Quarterly Review: Q1, 2025

Quarterly Review: Q1, 2025

The latest data show that the world economy got off to a weak start in 2025 even before tariff developments. Trade uncertainty remains despite the US court ruling on the legality of the 10% universal tariff. But the eventual outcome is likely to have little impact on UK GDP, given the UK exports relatively few goods to the US. Given that, the Bank of England look set to continue to cut interest rates slowly.

After a strong end to 2024, Central London office take-up fell back in Q1 in line with the usual seasonal pattern. Availability across the West End, City and Docklands has seen little change over the past year at around 24m sq. ft., down from a peak of 25.8m sq. ft. in the middle of 2023. A large amount of space is due to complete this year but beyond that the pipeline is thinner, and of the total space currently under construction 46% was let or under offer.
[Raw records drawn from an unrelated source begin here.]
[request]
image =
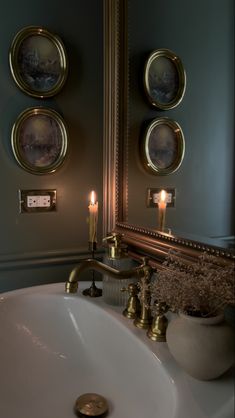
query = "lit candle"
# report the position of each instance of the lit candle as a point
(93, 218)
(162, 210)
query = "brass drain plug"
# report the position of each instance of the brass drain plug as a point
(91, 405)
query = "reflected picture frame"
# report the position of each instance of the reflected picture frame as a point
(163, 146)
(164, 79)
(38, 62)
(39, 140)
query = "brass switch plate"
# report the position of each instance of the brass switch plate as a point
(32, 201)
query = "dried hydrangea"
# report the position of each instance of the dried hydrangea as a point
(202, 288)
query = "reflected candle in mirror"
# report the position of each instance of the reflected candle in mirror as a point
(162, 210)
(93, 218)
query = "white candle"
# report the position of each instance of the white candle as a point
(162, 210)
(93, 218)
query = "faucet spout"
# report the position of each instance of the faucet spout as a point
(71, 285)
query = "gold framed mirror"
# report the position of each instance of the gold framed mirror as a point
(141, 240)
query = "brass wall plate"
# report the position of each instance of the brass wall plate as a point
(34, 201)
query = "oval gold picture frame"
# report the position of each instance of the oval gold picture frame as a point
(163, 146)
(38, 62)
(164, 79)
(39, 140)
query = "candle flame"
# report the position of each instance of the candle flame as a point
(93, 197)
(163, 196)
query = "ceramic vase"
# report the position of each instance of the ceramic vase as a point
(203, 347)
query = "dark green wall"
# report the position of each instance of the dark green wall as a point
(43, 247)
(201, 33)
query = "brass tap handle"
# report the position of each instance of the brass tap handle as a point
(133, 304)
(157, 331)
(114, 237)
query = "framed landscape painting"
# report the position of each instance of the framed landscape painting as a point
(38, 62)
(39, 140)
(163, 146)
(164, 79)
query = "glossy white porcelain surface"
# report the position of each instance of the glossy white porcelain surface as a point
(55, 347)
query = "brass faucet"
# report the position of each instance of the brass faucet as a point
(142, 272)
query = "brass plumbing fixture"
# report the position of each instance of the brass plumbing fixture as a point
(144, 320)
(142, 272)
(157, 331)
(133, 304)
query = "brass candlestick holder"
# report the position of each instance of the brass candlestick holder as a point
(92, 291)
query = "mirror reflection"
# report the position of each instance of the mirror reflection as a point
(201, 34)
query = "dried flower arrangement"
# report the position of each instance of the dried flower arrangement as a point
(202, 288)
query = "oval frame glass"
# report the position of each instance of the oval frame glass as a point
(163, 146)
(164, 79)
(39, 140)
(38, 62)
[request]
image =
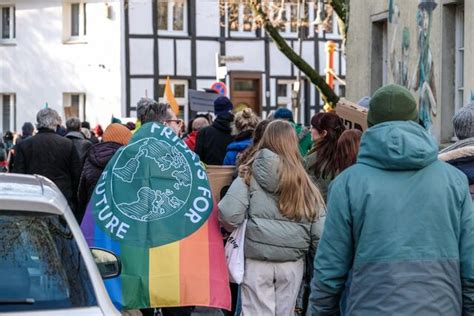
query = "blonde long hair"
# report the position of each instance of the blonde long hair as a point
(299, 198)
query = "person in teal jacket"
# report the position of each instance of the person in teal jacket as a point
(400, 222)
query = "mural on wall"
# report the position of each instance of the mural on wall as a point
(399, 67)
(423, 80)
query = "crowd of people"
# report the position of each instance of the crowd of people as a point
(339, 221)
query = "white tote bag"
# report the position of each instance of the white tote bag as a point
(234, 253)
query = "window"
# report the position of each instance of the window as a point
(7, 107)
(286, 16)
(40, 264)
(379, 54)
(7, 23)
(180, 92)
(172, 16)
(240, 19)
(74, 105)
(459, 58)
(75, 21)
(285, 93)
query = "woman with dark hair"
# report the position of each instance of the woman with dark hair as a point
(347, 149)
(326, 128)
(253, 148)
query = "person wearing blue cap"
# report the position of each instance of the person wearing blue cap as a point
(303, 133)
(212, 141)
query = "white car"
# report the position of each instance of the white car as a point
(46, 267)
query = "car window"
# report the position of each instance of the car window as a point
(40, 264)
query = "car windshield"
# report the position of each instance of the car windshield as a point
(40, 264)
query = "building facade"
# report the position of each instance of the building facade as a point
(425, 45)
(95, 59)
(66, 55)
(181, 39)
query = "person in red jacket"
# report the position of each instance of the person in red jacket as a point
(198, 124)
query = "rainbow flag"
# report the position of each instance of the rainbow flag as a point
(154, 209)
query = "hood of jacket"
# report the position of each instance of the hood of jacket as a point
(77, 135)
(241, 142)
(223, 122)
(265, 170)
(100, 154)
(463, 152)
(397, 145)
(240, 145)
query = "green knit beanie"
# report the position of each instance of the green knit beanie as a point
(392, 103)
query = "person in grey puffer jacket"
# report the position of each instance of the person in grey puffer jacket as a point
(283, 224)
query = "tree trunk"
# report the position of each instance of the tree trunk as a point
(327, 94)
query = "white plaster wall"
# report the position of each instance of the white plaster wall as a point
(141, 61)
(279, 64)
(165, 57)
(204, 84)
(140, 16)
(206, 54)
(469, 52)
(208, 18)
(252, 51)
(140, 88)
(183, 54)
(40, 68)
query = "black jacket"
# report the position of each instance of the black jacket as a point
(96, 160)
(81, 144)
(52, 156)
(212, 141)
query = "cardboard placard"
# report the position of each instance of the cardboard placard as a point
(219, 177)
(354, 115)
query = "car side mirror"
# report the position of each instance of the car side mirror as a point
(107, 262)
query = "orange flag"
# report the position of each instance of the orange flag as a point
(170, 97)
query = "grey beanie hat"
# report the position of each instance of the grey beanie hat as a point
(463, 122)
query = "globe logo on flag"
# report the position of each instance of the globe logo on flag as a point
(154, 184)
(152, 199)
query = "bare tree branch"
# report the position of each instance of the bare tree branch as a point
(328, 94)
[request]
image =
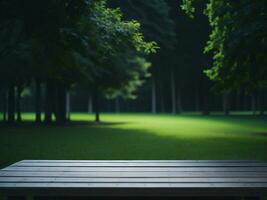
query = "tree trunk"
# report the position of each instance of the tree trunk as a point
(254, 104)
(96, 105)
(196, 99)
(173, 93)
(49, 102)
(226, 103)
(261, 103)
(37, 101)
(18, 106)
(179, 99)
(4, 106)
(117, 104)
(11, 104)
(60, 104)
(90, 104)
(162, 103)
(154, 96)
(68, 105)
Office occupier demand in regional cities held up in Q1, supported by strong take-up in Glasgow, Leeds and Newcastle. But that didn’t prevent a further rise in availability to a nine-year high. That looks to have increased developer caution and beyond 2025 the pipeline is very thin.

In other sectors, Central London retail vacancy tightened for the tenth consecutive quarter in Q4 2024 and Oxford Street vacancy is now just 1.4%. Logistics take-up recovered in Q1, although that failed to prevent a further rise in availability. Nevertheless, developers are becoming more confident about the demand outlook, with the pipeline expanding from 18.9m sq. ft. in Q2 2024 to 26.3m sq. ft. in Q1 2025.

Investment in Central London offices rose from just over £1bn in Q4 2024 to £1.8bn in Q1, a two-year high. Retail investment across the UK saw a large drop in Q1 to £1.8bn, but within that Central London shops did better. Office investment in the regions was steady at £600m in Q1, an historically low level. Uncertainty caused by the tariffs and still high interest rates suggests investment volumes will struggle to gain traction over the next months.